P3P Fails to Satisfy Jurisdictions with Strong Privacy Standards

P3P has not impressed those jurisdictions that have considered its use to implement legal rules for privacy.

The European Union, which does have baseline, legally enforceable privacy rights in the form of the EU Data Directive, has explicitly rejected P3P as part of its privacy protection framework. In a strongly worded January 1998 opinion statement, the European Commission identified numerous problems with the protocol. First it argued that P3P "has not been developed with reference to the highest known standards of data protection and privacy, but has instead sought to formalize lower common standards." Next it pointed out the information asymmetry problem, noting that:

A technical platform for privacy protection will not in itself be sufficient to protect privacy on the web. It must be applied within the context of a framework of enforceable data protection rules, which provide a minimum and non-negotiable level of privacy protection for all individuals. Use of P3P in the absence of such a framework risks shifting the onus primarily onto the individual user to protect himself, a development which would undermine the internationally established principle that it is the "data controller" who is responsible for complying with data protection principles.
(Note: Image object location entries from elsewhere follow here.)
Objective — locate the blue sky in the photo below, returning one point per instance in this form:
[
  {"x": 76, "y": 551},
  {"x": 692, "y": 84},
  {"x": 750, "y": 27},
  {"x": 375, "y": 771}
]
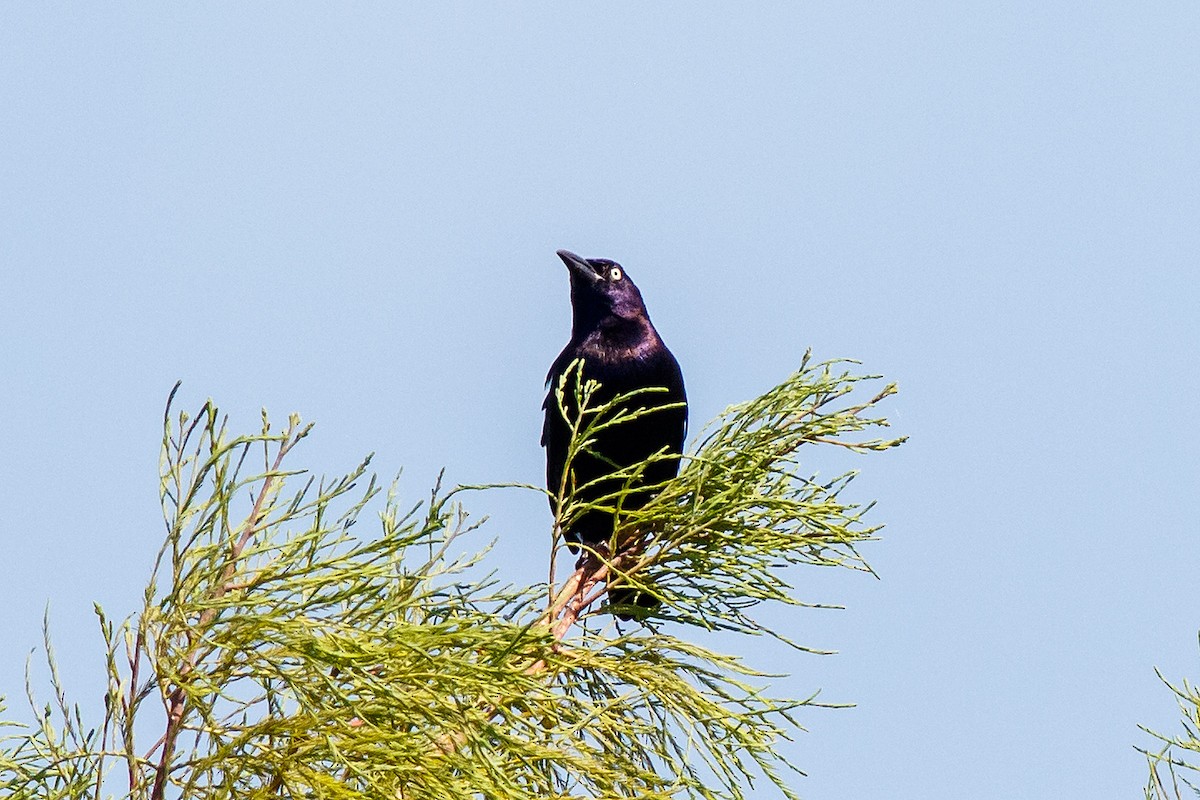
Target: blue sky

Finally, there was concern that P3P might create confusion about the obligations of EU-based companies, and the privacy rights of EU consumers:

There is a risk that P3P, once implemented in the next generation of browsing software, could mislead EU-based operators into believing that they can be discharged of certain of their legal obligations (e.g. granting individual users a right of access to their data) if the individual user consents to this as part of the online negotiation. In fact those businesses, organizations and individuals established within the EU and providing services over the Internet will in any case be required to follow the rules established in the data protection directive 95/46/EC (as implemented in national law) as regards any personal data that they collect and process. P3P might thus cause confusion not only among operators as to their obligations, but also among Internet users as to the nature of their data protection rights. (European Commission, 1998)

For these reasons, the EU has not adopted P3P as a technical mechanism for enforcing its privacy laws.


Better Alternatives Exist

There are much better technical methods for Internet privacy protection than P3P currently available to Internet users.
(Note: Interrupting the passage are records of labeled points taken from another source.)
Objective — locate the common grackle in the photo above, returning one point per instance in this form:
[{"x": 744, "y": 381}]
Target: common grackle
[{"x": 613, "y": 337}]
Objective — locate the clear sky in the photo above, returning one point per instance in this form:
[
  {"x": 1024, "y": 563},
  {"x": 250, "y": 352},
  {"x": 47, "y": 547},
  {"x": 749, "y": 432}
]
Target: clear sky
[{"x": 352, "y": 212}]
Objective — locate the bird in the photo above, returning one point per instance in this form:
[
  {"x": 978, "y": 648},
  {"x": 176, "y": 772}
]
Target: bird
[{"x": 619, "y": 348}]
The P3P developers claim that the P3P protocol is the only widespread standard for privacy protection, but this is nonsense. At present, there is hardly any P3P enabled web sites in the world. Meanwhile, there are many genuine technologies for privacy protection widely available on the Internet. A quick survey of the EPIC Online Guide to Practical Privacy Tools [http://www.epic.org/privacy/tools.html] shows a wide range of services currently available for anonymous surfing, defeating cookies, HTML filters and more.
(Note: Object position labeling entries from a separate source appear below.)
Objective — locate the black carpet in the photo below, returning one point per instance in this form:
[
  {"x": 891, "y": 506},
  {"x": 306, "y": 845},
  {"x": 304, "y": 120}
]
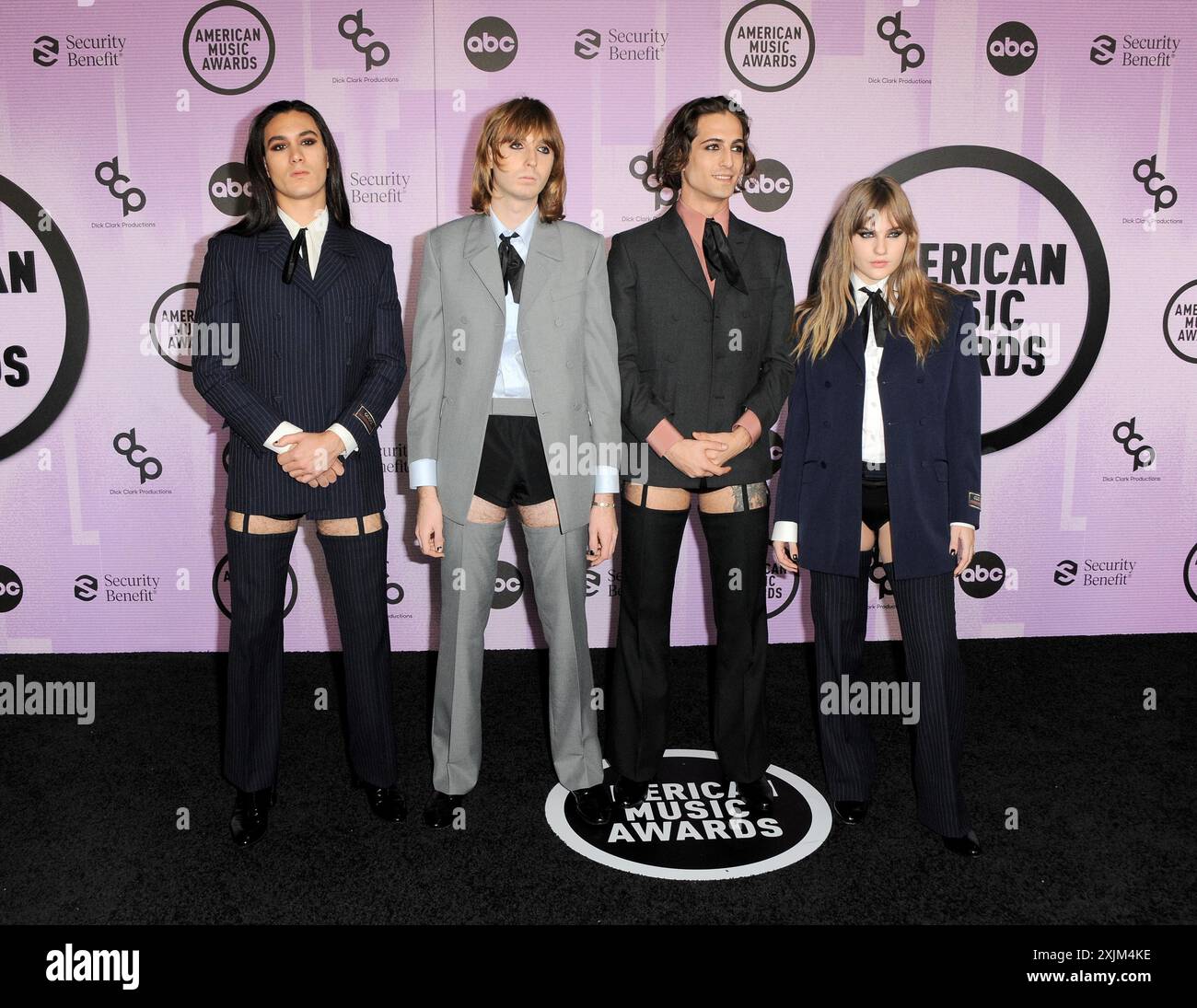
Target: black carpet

Those techniques that protect privacy minimize or eliminate the collection of personally identifiable information. There are many tools currently available that provide these privacy solutions and many more are being developed.


Conclusions and Recommendations

P3P fails to comply with baseline standards for privacy protection. It is a complex and confusing protocol that will make it more difficult for Internet users to protect their privacy. P3P also fails to address many of the privacy problems specifically associated with the Internet.

Earlier versions of P3P were withdrawn because the developers recognized that the proposed negotiation process was too burdensome for users and that the automatic transfer of personal information would be widely opposed. It is anticipated that this version of P3P will also be significantly overhauled once it is reviewed.

Companies that seek to promote online privacy will not burden web visitors with P3P. Good privacy standards will be built on Fair Information Practices and genuine Privacy Enhancing Techniques that minimize or eliminate the collection of personally identifiable information. Simple, predictable rules for the collection and use of personal information will also support consumer trust and confidence. P3P, on the other hand, is likely to undermine public confidence in Internet privacy.